Alan George/BRUSSELS Julian Moxon/PARIS

British Airways and KLM have already submitted a "briefing paper" on their proposed merger to key European Commission officials in a bid to accelerate the approvals procedure should they go ahead with the move.

EC sources say Brussels-based lawyers acting for the companies submitted the paper on 14 June, two weeks before BA chief executive Rod Eddington and KLM counterpart Leo van Wijk briefed European Union competition commissioner Mario Monti on their plans. "It was not formally a pre-notification of a merger, but it came close," says one insider.

The EC's merger regulation procedure allows companies to issue documents putting officials on notice and enabling them to start examining the merger. A KLM source says Monti has promised to "do his utmost" to process the dossier.

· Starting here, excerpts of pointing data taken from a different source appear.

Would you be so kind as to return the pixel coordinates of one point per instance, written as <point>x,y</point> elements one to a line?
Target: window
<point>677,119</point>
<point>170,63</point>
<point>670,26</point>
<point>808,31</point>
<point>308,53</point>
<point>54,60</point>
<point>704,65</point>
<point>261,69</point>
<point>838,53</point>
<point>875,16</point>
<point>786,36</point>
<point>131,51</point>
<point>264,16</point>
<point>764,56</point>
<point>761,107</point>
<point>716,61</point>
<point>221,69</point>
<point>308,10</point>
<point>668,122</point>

Such a filing is followed by formal notification of a merger and an initial, one-month investigation. If no reason emerges to amend or block the move, it is then approved at that point; if conditions are attached, a fast-track procedure can still be followed, taking six weeks from the start of the first-phase enquiry. A second-phase investigation could take months, however.

Brussels sources suggest that a BA/KLM deal could be approved under the six-week procedure, and though some at the UK flag-carrier are less optimistic, BA is eager to move as quickly as possible, with a decision on a merger-in-principle likely to be taken by the end of this month.

In assessing a BA/KLM deal, the EC's Merger Task Force would focus on the plan's impact on inter-hub competition, rather than on specific routes, say well-placed sources. This implies that Brussels would require significant remedies, probably the relinquishment of slots. It also seems likely that BA and KLM would be forced to spin off the London Stansted-based low-cost subsidiaries Go and Buzz.